第4話 死願祭

 白い花の咲き乱れる蕎麦畑を走り抜けて山道に入ると、うっすらと紅葉の始まった楓並木のトンネルが、盛大な拍手のようにざわめいた。

 山から吹き下りてくる風が、綿あめやソースの混ざった夜店の匂いや、お囃子の音を運んでくる。


 山道には人がちらほら歩いていた。

 肩を並べる老夫婦、手をつなぐ親子、はしゃぐ学生の集団。薄闇で血色は消えているが、通り行く顔は一様に晴れ晴れとしていた。

 朗らかな笑い声の中、坂を登る軽快な足元が、ぼうっと灯篭のあかりに浮かび上がっている。



 坂の中盤を過ぎたところで、息が切れてきた。

 額の汗を拭いながら来た道を振り返ると、おばちゃんの姿はもう見えない。すっかり小さくなった線路の向こうには、町の光がぽつぽつと浮かんでいた。

 空は夕方の赤から夜の青に変わり、一等星が輝き始めている。



 ここまで来たんだし、シガン祭というものを少し覗いて行こうかと人の流れにのって歩いていると、霊園の石門までたどり着いた。


 日の丸印に『死願祭』と書かれた大提灯が吊るされた石門をくぐり、階段を登っていくと、風景が開けた。




「お花はいかがですか」


 霊園の入り口で立ち尽くしていると、花売り娘に声をかけられた。

 溢れ出しそうなほど花が入った籠を胸に抱える花売り娘は、色素の薄い瞳で夢のように微笑むと、花籠を僕の方へ傾けて見せた。


 薔薇やカーネーション、百合や菊、その他名前も知らない花々が、花売り娘の白い顔の下で美しいしぶきをあげている。

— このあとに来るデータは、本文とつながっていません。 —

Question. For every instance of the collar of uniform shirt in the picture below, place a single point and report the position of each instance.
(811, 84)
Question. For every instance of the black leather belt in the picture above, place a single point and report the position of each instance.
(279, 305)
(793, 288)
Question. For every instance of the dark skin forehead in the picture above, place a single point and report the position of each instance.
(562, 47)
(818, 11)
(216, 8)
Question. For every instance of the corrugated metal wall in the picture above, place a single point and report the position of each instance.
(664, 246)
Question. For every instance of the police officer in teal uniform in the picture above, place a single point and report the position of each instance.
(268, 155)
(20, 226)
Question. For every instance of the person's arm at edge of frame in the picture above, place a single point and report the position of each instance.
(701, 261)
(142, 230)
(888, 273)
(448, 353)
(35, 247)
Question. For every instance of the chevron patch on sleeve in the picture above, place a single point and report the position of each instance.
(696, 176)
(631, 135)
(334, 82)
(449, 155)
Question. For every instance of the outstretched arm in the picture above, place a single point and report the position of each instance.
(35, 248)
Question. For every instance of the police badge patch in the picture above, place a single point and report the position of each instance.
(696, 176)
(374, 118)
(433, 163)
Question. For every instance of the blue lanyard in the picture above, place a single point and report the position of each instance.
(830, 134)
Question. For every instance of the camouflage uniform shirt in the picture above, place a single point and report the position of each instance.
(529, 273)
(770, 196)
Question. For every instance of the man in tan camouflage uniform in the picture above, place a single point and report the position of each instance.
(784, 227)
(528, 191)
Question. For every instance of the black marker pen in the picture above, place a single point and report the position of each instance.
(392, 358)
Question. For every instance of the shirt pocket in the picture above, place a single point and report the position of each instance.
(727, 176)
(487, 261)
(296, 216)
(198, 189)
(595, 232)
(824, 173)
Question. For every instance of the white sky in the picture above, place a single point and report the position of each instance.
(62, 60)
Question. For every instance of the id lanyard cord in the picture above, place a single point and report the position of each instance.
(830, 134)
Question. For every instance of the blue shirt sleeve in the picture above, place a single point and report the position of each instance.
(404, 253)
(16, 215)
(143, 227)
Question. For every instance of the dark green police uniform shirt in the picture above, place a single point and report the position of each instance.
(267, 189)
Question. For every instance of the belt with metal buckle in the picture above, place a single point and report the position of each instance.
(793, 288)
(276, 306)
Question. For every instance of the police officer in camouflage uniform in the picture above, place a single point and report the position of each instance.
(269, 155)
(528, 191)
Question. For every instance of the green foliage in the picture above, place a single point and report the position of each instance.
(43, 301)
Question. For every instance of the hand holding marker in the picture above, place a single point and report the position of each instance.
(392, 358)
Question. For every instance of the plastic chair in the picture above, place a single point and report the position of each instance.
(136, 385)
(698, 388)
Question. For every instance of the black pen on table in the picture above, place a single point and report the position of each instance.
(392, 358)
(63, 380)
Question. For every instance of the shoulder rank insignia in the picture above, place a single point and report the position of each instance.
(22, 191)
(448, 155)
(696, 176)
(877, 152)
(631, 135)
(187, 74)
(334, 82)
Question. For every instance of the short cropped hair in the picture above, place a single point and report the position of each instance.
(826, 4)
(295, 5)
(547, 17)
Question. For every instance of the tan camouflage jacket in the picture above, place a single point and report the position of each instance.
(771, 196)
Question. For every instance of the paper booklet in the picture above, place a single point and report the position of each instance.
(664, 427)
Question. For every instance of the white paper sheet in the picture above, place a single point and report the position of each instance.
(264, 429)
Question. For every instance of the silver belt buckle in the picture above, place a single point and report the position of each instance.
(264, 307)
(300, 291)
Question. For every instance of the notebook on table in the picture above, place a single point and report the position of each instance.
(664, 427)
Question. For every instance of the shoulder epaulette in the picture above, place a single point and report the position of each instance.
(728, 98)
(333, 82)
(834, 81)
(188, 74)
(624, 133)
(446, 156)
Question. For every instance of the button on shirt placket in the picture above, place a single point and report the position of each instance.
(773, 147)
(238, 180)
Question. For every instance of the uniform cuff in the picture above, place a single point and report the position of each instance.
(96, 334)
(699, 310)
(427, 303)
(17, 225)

 花売り娘の白魚のような指が、花籠の中へ滑り込んだ。

 リンドウを一本すくい取ると、それを僕に差し伸べた。


 僕は少し躊躇い、首を横に振る。

 花は嫌いだ。咲いたそばから枯れる予感がする。


 花売り娘は黙ったままの僕を見て、にっこりと微笑んだ。

 恭しくお辞儀をすると、赤いブラウスワンピースの裾をひらめかせ、水の中を泳ぐ金魚のように、すいすいと霊園の中へ戻っていった。



 楓の森を開いてつくられた霊園では、僕の見たことのない祭りが行われていた。

 広大な霊園を囲むように、提灯や暖簾を下げた屋台が延々と連なり、人々が通りを練り歩いている。

 霊園一帯に散りばめるように灯篭が置かれていて、墓石はその灯りをつやつやと照り返していた。どの墓も、花で陽気に飾られている。

 霊園で大規模な縁日が行われている。そんな光景だった。



 楽しそうな声に誘われて、僕も屋台の通りへ歩き出した。